Total 36 142.4 27 604.9
Impairment allowances – reconciliation of movements in 2016 Value at the beginning of the period Recognised during the period Reversed during the period Derecognition of assets and settlement Other Value at the end of the period Net- impact on the income statement
               
Debt securities 56.9 52.0 - - 168.3 277.2 (52.0)
Equity instruments 75.6 - - (9.7) 1.1 67.0 -
               
Total 132.5 52.0 - (9.7) 169.4 344.2 (52.0)
   
Impairment allowances – reconciliation of movements in 2015 Value at the beginning of the period Recognised during the period Reversed during the period Derecognition of assets and settlement Other Value at the end of the period Net- impact on the income statement
               
Debt securities - 56.7 - - 0.2 56.9 (56.7)
Equity instruments 129.4 4.7 (3.6) (54.9)   75.6 (1.1)
               
Total 129.4 61.4 (3.6) (54.9) 0.2 132.5 (57.8)
   

Significant transaction

On 29 January 2016, the Management Board of PKO Bank Polski SA accepted the conditions of the Group’s participation in acquisition of Visa Europe Ltd. by Visa Inc. presented to the Group by Visa Europe Ltd. On 16 June 2016, the final amounts due to the Group were confirmed. On 21 June 2016, the Group obtained from Visa Europe Ltd. information on completing the acquisition of Visa Europe Ltd. by Visa Inc.

The final Group’s participation in above-mentioned transaction includes:

•the amount of EUR 70.5 million in cash, paid on the Group’s account on 21 June 2016 (equivalent to PLN 309.9 million according to NBP average exchange rate of 21 June 2016),

•the number of 25 612 preference C-series shares of Visa Inc., the value of which as at the transaction date was estimated at the amount of USD 20.9 million (equivalent to PLN 81 million according to NBP average exchange rate of 21 June 2016),

•the receivable due to deferred payment in cash equivalent to 0.5435987989% from the amount of EUR 1.12 billion, i.e. the amount attributable to all transaction participants, paid on the 3rd anniversary of the transaction, unless potential adjustments, in case of occurrence of situation described in the transaction terms; the value of above-mentioned receivable as at 21 June 2016 amounted to EUR 6.1 million (equivalent to PLN 26.7 million according to NBP average exchange rate of 21 June 2016).

The Group recognised in the income statement due to settlement of the transaction the total amount of PLN 417.6 million (the profit before taxation). Within this amount, the amount settled in the other comprehensive income due to valuation of Visa Europe Ltd. shares amounted to PLN 336.7 million.

Received preference C-series shares will be converted to ordinary Visa Inc. shares, and terms of transaction provide progressive shares conversion. The conversion of all preference shares shall occur not later than in 2028. Current conversion ratio equals to 13.952 and may be reduced in the period until 2028, which is depended on potential liabilities due to legal claims in that period relating to acquired company, i.e. Visa Europe Ltd.
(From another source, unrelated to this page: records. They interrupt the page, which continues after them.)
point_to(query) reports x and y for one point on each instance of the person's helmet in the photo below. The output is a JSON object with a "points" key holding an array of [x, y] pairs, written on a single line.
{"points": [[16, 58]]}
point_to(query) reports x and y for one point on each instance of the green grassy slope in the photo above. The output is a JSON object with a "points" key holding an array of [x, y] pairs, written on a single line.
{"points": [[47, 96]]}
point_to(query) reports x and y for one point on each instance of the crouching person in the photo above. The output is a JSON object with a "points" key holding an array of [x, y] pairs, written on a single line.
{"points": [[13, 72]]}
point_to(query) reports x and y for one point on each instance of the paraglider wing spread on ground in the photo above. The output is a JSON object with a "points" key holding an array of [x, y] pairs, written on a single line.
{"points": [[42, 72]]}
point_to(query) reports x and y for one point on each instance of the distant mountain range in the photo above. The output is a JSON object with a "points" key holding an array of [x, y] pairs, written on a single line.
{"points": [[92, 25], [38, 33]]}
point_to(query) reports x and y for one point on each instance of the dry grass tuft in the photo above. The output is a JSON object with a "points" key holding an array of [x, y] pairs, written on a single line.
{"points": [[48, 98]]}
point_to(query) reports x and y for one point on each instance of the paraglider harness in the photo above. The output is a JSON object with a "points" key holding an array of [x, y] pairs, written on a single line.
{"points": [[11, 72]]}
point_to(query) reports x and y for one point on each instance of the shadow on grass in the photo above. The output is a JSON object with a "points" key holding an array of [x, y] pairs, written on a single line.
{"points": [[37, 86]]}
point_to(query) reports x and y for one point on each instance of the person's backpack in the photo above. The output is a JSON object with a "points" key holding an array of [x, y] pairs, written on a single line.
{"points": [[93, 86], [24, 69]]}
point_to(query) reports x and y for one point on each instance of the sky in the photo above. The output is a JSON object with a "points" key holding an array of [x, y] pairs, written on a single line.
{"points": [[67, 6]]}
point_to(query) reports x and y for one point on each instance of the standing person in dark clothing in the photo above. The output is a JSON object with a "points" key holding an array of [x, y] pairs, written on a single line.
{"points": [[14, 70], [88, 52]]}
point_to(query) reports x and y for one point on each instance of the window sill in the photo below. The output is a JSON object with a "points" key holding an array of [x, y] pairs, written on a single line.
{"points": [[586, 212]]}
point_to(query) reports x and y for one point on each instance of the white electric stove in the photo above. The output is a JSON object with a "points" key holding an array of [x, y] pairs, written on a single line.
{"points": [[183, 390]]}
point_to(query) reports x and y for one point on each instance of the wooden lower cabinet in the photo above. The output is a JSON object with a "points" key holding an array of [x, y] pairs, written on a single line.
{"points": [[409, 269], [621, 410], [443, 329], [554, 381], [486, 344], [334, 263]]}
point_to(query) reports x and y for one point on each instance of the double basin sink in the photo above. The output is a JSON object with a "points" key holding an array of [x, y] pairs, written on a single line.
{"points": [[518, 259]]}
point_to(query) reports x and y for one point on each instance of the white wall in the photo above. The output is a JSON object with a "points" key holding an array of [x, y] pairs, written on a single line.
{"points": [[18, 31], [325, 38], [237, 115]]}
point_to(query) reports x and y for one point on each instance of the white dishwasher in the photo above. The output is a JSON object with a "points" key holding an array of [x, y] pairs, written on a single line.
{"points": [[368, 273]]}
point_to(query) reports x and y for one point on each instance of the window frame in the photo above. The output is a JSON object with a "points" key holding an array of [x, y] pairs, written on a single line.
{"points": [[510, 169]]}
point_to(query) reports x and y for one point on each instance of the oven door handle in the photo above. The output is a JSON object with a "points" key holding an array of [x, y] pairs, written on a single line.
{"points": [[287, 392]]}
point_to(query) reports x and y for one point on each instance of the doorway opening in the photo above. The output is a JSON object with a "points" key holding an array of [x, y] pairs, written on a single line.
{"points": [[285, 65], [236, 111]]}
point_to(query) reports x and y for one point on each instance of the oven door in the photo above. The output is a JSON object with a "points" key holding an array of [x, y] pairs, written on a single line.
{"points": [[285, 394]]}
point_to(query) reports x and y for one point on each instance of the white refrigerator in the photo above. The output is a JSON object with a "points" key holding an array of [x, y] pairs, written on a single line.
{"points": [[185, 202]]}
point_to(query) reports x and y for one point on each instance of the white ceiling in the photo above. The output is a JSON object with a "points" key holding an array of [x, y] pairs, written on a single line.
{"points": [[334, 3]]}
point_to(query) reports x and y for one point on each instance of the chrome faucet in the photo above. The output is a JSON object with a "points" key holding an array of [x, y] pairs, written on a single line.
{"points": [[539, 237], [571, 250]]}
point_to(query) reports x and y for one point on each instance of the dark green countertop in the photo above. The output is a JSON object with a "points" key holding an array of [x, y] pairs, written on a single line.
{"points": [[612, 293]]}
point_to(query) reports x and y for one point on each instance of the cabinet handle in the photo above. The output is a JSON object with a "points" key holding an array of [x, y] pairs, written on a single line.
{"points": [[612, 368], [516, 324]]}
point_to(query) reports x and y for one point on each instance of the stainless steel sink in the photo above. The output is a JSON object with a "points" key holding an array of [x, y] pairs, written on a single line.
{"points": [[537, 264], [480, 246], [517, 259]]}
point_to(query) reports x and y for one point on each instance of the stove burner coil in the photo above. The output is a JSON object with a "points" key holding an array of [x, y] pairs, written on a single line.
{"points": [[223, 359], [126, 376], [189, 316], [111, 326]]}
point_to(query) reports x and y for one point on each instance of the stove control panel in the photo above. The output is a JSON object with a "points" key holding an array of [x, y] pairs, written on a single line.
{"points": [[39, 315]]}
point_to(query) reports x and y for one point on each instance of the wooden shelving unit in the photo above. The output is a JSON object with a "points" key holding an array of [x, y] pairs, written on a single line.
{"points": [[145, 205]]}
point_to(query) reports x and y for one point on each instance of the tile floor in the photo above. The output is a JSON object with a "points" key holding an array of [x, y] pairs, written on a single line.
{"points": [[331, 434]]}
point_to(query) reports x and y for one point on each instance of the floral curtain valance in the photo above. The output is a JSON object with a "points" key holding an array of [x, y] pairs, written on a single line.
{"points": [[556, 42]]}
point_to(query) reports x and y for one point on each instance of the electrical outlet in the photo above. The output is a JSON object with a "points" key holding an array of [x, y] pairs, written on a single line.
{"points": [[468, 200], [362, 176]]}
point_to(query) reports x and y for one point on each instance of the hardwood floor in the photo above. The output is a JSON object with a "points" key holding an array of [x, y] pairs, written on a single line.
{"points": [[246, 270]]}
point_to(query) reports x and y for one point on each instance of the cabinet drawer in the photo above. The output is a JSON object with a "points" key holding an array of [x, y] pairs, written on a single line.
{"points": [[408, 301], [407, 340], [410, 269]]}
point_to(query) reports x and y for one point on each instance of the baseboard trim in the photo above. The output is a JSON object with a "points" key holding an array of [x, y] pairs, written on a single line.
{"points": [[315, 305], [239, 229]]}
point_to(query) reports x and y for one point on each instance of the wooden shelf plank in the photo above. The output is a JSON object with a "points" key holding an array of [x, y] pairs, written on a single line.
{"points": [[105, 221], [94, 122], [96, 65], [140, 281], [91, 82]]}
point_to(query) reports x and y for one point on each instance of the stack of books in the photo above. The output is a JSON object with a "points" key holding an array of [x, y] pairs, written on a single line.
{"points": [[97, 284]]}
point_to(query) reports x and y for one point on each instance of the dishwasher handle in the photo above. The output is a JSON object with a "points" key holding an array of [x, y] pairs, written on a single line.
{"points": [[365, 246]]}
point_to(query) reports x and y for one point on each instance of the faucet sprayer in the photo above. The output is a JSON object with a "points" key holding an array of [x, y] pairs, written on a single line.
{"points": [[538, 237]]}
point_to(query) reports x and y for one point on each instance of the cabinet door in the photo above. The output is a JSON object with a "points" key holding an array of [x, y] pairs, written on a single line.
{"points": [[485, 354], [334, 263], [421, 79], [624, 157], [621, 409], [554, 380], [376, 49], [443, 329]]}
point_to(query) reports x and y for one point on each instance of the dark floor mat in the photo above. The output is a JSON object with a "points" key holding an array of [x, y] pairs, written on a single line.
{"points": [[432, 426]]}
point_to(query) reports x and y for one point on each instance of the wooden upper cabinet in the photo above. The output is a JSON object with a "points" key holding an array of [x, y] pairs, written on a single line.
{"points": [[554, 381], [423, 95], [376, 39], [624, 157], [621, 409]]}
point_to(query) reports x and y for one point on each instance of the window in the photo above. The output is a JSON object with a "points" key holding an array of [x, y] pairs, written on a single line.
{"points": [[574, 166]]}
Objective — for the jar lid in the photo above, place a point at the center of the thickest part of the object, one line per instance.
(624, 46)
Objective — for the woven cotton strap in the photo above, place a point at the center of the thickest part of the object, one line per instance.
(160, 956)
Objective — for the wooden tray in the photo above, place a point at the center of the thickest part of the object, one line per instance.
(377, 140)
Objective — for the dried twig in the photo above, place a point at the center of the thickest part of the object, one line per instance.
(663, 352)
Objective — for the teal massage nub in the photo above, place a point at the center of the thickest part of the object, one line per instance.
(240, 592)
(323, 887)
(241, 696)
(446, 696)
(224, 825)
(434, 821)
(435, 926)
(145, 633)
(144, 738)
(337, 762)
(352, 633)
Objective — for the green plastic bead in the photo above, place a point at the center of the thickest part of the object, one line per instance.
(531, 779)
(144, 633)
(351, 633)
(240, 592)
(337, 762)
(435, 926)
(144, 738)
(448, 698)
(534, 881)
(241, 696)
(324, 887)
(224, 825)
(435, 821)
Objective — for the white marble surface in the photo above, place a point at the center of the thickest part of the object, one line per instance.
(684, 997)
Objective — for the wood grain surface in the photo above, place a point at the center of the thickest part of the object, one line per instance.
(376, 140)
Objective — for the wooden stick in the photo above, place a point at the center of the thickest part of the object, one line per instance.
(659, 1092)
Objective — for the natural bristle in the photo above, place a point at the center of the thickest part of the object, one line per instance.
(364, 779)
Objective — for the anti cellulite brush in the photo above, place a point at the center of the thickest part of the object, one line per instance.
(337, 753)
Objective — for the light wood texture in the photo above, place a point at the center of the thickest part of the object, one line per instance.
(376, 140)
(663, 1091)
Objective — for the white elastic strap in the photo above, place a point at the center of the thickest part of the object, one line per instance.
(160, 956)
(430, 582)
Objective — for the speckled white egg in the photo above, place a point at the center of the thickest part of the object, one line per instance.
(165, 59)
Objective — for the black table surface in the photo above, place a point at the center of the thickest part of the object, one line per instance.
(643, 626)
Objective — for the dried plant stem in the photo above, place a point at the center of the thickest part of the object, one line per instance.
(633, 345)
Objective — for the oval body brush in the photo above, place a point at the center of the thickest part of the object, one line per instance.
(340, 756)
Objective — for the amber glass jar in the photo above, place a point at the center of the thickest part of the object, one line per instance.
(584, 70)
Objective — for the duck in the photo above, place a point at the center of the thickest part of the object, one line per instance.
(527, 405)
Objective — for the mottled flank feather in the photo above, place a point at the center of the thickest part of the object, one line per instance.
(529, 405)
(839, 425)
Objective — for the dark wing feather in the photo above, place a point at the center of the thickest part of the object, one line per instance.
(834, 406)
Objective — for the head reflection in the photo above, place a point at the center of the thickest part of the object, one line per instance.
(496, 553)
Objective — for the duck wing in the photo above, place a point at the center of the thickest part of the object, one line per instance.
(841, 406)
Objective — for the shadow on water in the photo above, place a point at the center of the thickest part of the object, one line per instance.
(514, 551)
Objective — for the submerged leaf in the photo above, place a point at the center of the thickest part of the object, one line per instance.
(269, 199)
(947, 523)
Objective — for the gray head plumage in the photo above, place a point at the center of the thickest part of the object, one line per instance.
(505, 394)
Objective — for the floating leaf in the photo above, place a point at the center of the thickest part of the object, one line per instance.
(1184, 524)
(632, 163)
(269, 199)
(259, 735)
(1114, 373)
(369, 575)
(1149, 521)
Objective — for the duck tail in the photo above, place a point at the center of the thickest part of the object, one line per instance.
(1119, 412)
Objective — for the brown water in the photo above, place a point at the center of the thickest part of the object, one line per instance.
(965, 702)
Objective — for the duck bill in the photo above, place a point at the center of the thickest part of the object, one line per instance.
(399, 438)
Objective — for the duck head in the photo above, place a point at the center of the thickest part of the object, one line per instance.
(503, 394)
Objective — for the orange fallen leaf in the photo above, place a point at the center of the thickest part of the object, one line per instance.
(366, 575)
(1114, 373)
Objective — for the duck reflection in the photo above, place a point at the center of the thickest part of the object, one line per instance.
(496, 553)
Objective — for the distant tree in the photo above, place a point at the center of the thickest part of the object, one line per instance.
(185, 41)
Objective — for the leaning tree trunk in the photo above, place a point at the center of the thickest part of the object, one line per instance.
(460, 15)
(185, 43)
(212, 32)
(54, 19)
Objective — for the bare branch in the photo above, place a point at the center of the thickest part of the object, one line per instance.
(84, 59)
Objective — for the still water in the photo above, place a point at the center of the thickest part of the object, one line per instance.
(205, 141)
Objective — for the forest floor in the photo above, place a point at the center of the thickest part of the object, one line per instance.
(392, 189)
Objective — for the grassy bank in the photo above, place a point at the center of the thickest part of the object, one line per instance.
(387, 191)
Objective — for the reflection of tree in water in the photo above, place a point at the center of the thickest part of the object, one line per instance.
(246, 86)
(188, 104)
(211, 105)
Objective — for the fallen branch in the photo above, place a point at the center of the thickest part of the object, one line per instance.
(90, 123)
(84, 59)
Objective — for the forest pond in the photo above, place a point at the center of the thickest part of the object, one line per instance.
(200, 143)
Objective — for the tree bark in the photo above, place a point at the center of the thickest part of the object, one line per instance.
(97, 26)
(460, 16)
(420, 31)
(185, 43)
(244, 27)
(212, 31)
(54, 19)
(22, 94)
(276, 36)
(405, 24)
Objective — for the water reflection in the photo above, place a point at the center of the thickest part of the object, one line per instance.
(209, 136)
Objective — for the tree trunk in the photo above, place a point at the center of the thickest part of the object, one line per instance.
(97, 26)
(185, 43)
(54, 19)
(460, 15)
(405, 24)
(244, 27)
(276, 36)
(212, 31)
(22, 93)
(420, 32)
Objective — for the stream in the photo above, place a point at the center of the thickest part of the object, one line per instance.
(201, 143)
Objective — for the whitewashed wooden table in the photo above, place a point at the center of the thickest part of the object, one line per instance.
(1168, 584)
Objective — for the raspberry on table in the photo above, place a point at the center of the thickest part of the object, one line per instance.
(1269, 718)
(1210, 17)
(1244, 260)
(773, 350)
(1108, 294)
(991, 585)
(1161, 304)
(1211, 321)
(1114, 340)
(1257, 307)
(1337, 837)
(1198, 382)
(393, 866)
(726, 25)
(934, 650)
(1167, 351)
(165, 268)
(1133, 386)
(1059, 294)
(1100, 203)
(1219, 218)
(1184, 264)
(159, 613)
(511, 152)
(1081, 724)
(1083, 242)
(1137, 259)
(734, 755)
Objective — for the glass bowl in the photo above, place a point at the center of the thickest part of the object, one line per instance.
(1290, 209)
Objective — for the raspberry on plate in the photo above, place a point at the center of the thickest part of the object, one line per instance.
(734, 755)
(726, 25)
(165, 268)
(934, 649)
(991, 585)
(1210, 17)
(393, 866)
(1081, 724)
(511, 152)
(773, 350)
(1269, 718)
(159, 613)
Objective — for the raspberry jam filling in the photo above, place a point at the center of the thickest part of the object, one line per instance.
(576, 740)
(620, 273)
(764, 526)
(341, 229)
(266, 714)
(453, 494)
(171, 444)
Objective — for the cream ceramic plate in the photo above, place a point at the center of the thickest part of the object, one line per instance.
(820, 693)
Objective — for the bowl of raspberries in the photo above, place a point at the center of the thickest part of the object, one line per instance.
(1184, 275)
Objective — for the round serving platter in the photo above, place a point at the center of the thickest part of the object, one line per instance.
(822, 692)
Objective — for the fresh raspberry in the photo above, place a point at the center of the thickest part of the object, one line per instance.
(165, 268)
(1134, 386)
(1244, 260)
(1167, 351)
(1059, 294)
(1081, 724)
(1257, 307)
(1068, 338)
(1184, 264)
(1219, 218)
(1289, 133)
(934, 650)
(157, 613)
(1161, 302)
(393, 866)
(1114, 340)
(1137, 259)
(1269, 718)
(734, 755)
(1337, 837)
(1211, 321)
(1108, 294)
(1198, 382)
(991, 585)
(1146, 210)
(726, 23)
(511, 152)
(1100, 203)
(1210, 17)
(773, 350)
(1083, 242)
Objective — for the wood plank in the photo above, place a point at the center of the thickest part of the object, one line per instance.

Preference shares of Visa Inc. have been classified to the portfolio of securities available for sale and they are measured at its fair value based on the market price of quoted ordinary shares, taking into consideration discount due to the limited liquidity of the preference shares and the conditions of shares conversions (adjustments resulting from court proceedings).

The fair value of the mentioned above shares as at 31 December 2016 was estimated at USD 22.1 million (equivalent to PLN 92.4 million according to NBP average exchange rate of 30 December 2016 applicable as of the end of 2016).